The i-CONN BBQ and the pizza party for Geography PhDs were just two of many social events after lockdown.


Yes, even in the UK, we can sometimes see the sun! The Durham ESRs enjoying a beautiful day with a boat trip on the Wear.


Covid impacted all our lives in various ways but I think for academia, it might have provided some new perspectives and opportunities. For example, I participated in numerous conferences, workshops and webinars that all had to be moved online. If they had been in person, I probably would have had to choose some of them or may even not have been aware of them at all. Despite the Zoom fatigue that accompanies such events, for me, it was a chance to learn things that I might have missed in a non-Covid world. Universities and schools were forced to provide online tools and services for their staff and students and although the transmission was far from being smooth, this can be the way forward in a more and more globalised world.
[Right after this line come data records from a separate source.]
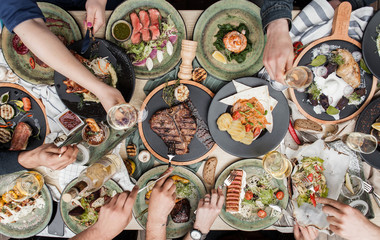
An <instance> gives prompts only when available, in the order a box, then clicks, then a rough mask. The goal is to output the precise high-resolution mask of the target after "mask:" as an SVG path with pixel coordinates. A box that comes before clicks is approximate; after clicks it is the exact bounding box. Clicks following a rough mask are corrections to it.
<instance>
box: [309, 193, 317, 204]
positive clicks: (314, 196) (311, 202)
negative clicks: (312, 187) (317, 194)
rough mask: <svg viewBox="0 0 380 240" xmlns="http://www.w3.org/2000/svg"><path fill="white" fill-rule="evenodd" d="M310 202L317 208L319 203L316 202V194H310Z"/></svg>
mask: <svg viewBox="0 0 380 240" xmlns="http://www.w3.org/2000/svg"><path fill="white" fill-rule="evenodd" d="M310 200H311V203H312V204H313V206H314V207H316V206H317V202H316V201H315V195H314V193H310Z"/></svg>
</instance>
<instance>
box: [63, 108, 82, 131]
mask: <svg viewBox="0 0 380 240" xmlns="http://www.w3.org/2000/svg"><path fill="white" fill-rule="evenodd" d="M59 121H60V122H61V123H62V125H63V126H64V127H65V128H66V129H68V130H69V131H71V130H72V129H74V128H75V127H76V126H78V125H80V124H81V123H82V122H81V120H80V119H79V117H78V116H77V115H75V114H74V113H73V112H71V111H68V112H66V113H65V114H63V115H62V116H61V117H60V118H59Z"/></svg>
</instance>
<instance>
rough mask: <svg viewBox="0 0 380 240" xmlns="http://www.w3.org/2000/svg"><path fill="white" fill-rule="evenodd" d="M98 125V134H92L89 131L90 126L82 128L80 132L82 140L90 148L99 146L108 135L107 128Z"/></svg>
mask: <svg viewBox="0 0 380 240" xmlns="http://www.w3.org/2000/svg"><path fill="white" fill-rule="evenodd" d="M98 125H99V127H100V131H99V132H93V131H92V130H91V128H90V126H88V125H86V126H84V128H83V130H82V138H83V140H85V141H86V142H87V143H88V144H89V145H91V146H98V145H100V144H101V143H102V142H104V141H105V140H106V139H107V137H108V133H109V129H108V127H107V126H105V125H103V124H101V123H99V124H98Z"/></svg>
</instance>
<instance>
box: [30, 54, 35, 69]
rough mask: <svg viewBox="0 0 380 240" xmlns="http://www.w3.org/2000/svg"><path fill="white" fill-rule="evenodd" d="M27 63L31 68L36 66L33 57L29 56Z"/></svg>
mask: <svg viewBox="0 0 380 240" xmlns="http://www.w3.org/2000/svg"><path fill="white" fill-rule="evenodd" d="M29 65H30V67H31V68H32V69H34V68H35V67H36V62H35V61H34V58H33V57H30V58H29Z"/></svg>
For us as i-CONN on the other hand, Covid was a real drawback. In a network based on collaboration, secondments and network events, it was not the best thing to only be able to meet virtually. But it also made us more aware of the others, forcing us to find ways to work together after all and get creative, be it with online parties, beautiful pictures of Cyprus as Zoom backgrounds to at least get the feeling of being there or research blogs like this one.
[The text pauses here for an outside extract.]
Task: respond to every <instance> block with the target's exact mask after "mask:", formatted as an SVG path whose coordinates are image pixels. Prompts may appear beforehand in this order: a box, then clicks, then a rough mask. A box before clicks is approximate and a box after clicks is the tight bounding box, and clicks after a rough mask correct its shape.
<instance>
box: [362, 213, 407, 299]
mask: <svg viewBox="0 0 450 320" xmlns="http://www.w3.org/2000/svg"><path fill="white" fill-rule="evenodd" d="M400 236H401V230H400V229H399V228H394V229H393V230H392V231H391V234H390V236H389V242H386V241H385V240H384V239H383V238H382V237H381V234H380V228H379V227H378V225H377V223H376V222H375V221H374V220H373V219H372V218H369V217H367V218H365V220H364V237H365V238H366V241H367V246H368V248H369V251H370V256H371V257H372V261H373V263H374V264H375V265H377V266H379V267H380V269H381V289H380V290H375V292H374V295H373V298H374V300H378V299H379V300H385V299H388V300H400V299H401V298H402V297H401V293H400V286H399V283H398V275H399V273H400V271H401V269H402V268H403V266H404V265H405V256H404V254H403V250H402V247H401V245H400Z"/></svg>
All in all, starting a PhD during a pandemic is neither good nor bad, as with everything in life. It certainly posed some challenges for me but I also see the opportunities that arose from it. I still hope though that the next year will be a bit better so that we can actually be the international network we’re supposed to be and meet the other ESRs and network members to discuss our research – as we all know, the best ideas evolve over a pint of beer or two!

With all that in mind and my fingers crossed for 2022, I wish you all a very merry Christmas and relaxing holidays!